Getting back to the narrative of Moses, Tate reminded the group that one of Pharaoh’s daughters discovered Moses among the Nile’s bulrushes and adopted him as one of her own.
“Now the daughter of Pharaoh came down to bathe at the Nile, with her female attendants walking alongside the Nile; and she saw the basket among the reeds and sent her slave woman, and she brought it to her. When she opened it, she saw the child, and behold, the boy was crying. And she had pity on him and said, ‘This is one of the Hebrews’ children.’” Exodus 2:5-6 NASB
The Methodist pastor added that some historians think the princess that rescued Moses from the Nile and Hatshepsut are one and the same.

Jesus
Tate said that according to the biblical account, Joseph took Mary and the toddler Jesus to the area of modern Cairo after being warned by an angel that King Herod intended to kill Jesus.
“Now when they had gone, behold, an angel of the Lord appeared to Joseph in a dream and said, ‘Get up!
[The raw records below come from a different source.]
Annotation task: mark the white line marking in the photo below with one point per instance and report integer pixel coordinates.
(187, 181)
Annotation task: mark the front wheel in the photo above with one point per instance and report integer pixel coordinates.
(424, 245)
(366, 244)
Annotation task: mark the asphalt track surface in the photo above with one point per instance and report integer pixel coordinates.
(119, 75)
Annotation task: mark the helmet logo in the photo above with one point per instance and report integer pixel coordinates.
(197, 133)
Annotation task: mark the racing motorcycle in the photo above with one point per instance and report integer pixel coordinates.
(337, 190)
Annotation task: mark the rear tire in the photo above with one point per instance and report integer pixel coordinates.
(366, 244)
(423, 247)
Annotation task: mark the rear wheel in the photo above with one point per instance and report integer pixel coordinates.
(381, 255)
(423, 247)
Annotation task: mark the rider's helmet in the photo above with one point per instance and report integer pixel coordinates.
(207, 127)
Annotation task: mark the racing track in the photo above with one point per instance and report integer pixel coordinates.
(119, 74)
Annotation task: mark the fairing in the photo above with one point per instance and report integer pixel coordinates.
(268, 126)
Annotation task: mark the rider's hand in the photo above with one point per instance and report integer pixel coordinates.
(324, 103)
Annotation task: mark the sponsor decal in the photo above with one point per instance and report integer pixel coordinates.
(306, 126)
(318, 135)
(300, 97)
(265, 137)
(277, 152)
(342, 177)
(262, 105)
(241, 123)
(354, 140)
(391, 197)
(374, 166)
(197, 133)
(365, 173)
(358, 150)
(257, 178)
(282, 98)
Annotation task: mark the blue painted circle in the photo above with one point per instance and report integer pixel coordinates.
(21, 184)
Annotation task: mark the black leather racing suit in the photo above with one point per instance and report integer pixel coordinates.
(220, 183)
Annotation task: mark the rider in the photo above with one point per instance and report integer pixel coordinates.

Take the Child and His mother and flee to Egypt and stay there until I tell you; for Herod is going to search for the Child to kill Him.’” Matthew 2:13-14 NASB
Tate showed the group slides of Saint Virgin Mary’s Coptic Orthodox Church in Cairo. The building is also known as “the hanging church” because its nave is suspended over a passageway of an ancient gatehouse.
“This is a church that was built on top of what many believe was most likely the area or the place where Jesus’s family came and lived,” he said. “There was actually a community of Jewish people that lived all throughout the northern part of Egypt.”
Tate added that trips he has made to Israel, Turkey and England has expanded his knowledge of biblical stories and the history of his denomination.